Confusing Lagrange multipliers question
This is quite correct way.
Obtained solution for the stationary point $$\hat x_i = \dfrac{e^{a_i}}{\sum\limits_{j=1}^ne^{a_j}}$$ corresponds to the constraints.
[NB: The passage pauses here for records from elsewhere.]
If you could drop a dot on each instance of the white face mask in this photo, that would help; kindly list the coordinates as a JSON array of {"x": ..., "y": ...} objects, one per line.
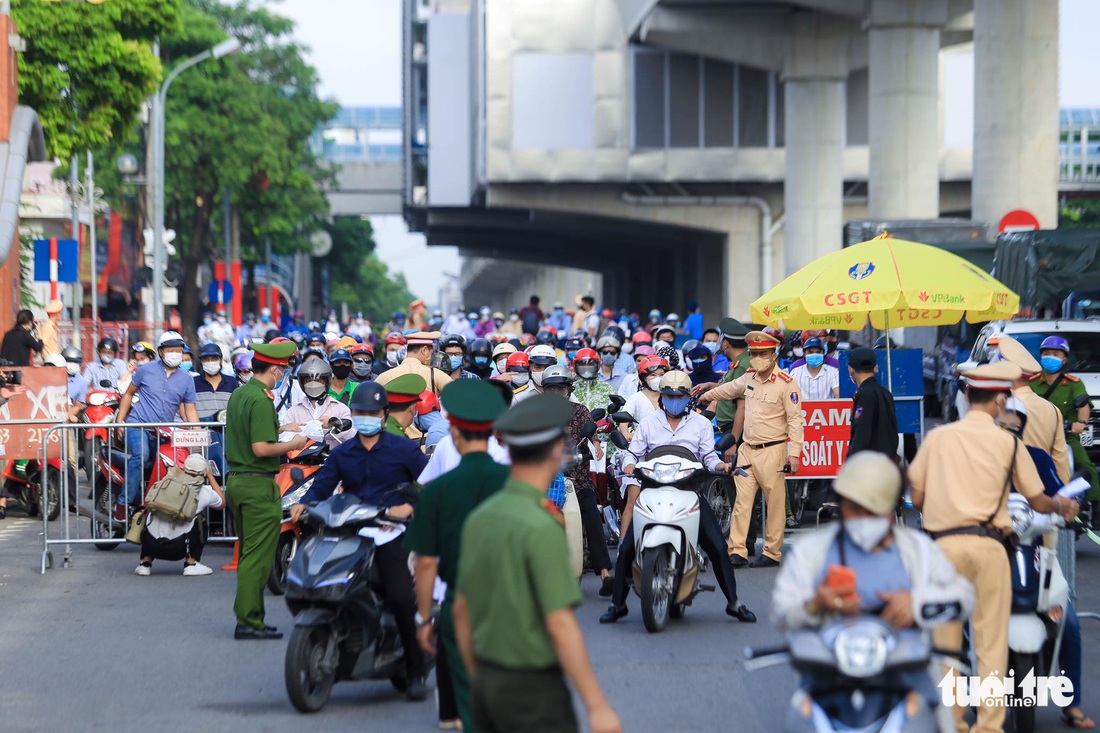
[{"x": 868, "y": 532}]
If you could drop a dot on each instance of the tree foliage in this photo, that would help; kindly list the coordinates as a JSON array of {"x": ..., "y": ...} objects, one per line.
[{"x": 88, "y": 68}]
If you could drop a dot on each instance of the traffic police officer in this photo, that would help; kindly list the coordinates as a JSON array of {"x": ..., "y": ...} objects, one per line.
[
  {"x": 252, "y": 452},
  {"x": 960, "y": 479},
  {"x": 773, "y": 431},
  {"x": 1068, "y": 394},
  {"x": 516, "y": 591},
  {"x": 446, "y": 502}
]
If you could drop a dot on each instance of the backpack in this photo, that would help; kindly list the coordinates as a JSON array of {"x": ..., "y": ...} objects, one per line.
[{"x": 175, "y": 498}]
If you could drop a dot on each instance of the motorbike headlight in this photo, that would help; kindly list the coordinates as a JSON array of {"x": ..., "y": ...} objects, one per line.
[
  {"x": 293, "y": 498},
  {"x": 861, "y": 649}
]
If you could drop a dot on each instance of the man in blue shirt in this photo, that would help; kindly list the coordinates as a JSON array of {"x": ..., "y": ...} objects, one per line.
[
  {"x": 157, "y": 392},
  {"x": 372, "y": 467}
]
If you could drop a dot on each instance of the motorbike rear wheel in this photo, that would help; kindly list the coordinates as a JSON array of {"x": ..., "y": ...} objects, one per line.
[
  {"x": 308, "y": 679},
  {"x": 284, "y": 553},
  {"x": 656, "y": 588}
]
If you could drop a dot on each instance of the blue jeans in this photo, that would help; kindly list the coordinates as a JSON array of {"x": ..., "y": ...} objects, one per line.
[{"x": 141, "y": 448}]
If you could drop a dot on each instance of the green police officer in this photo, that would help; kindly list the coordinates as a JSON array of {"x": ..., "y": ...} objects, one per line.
[
  {"x": 404, "y": 393},
  {"x": 252, "y": 452},
  {"x": 1068, "y": 394},
  {"x": 516, "y": 591},
  {"x": 446, "y": 502}
]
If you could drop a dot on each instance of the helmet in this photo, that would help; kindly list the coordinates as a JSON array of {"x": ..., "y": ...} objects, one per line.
[
  {"x": 557, "y": 375},
  {"x": 517, "y": 360},
  {"x": 171, "y": 339},
  {"x": 675, "y": 384},
  {"x": 209, "y": 349},
  {"x": 585, "y": 354},
  {"x": 369, "y": 397},
  {"x": 481, "y": 348},
  {"x": 453, "y": 340},
  {"x": 543, "y": 356},
  {"x": 1055, "y": 342},
  {"x": 315, "y": 369}
]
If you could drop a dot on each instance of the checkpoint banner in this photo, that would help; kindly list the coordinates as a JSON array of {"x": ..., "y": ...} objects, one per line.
[{"x": 827, "y": 429}]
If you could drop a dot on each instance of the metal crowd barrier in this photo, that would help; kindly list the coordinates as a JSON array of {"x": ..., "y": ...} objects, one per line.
[{"x": 86, "y": 491}]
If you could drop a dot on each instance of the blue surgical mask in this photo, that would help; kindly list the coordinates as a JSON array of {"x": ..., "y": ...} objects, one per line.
[
  {"x": 1052, "y": 364},
  {"x": 365, "y": 425}
]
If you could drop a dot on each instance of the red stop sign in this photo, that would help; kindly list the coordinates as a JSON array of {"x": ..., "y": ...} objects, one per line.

The value is $$f\left(\hat x\right) = \sum\limits_{i=1}^n \dfrac{a_ie^{a_i}}{\sum\limits_{j=1}^ne^{a_j}} - \sum\limits_{i=1}^n\dfrac{e^{a_i}}{\sum\limits_{j=1}^ne^{a_j}}\log\dfrac{e^{a_i}}{\sum\limits_{j=1}^ne^{a_j}} = \sum\limits_{i=1}^n \dfrac{e^{a_i}}{\sum\limits_{j=1}^ne^{a_j}} \left(a_i - \log\dfrac{e^{a_i}}{\sum\limits_{j=1}^ne^{a_j}}\right)\\ = \sum\limits_{i=1}^n \dfrac{e^{a_i}}{\sum\limits_{j=1}^ne^{a_j}} \left(\log e^{a_i} - \log e^{a_i}+\log{\sum\limits_{j=1}^ne^{a_j}}\right) = \sum\limits_{i=1}^n\dfrac{e^{a_i}\log{\sum\limits_{j=1}^ne^{a_j}}}{\sum\limits_{j=1}^ne^{a_j}} = \log{\sum\limits_{j=1}^ne^{a_j}}.$$ The task in every border is similar, with some subset of $\{a_i\}$ instead the issue set $\{a_i\}.$ So the stationary points values in the borders contain some part of the issue sum terms. At this time, last level sums, every of which contains the single value $a_i,$ present $1D$ tasks with zeros on the edges and correspond with the maxima.
Since $\forall(i)e^{a_i}>0,$ the value $f\left(\hat x\right)$ is maximum.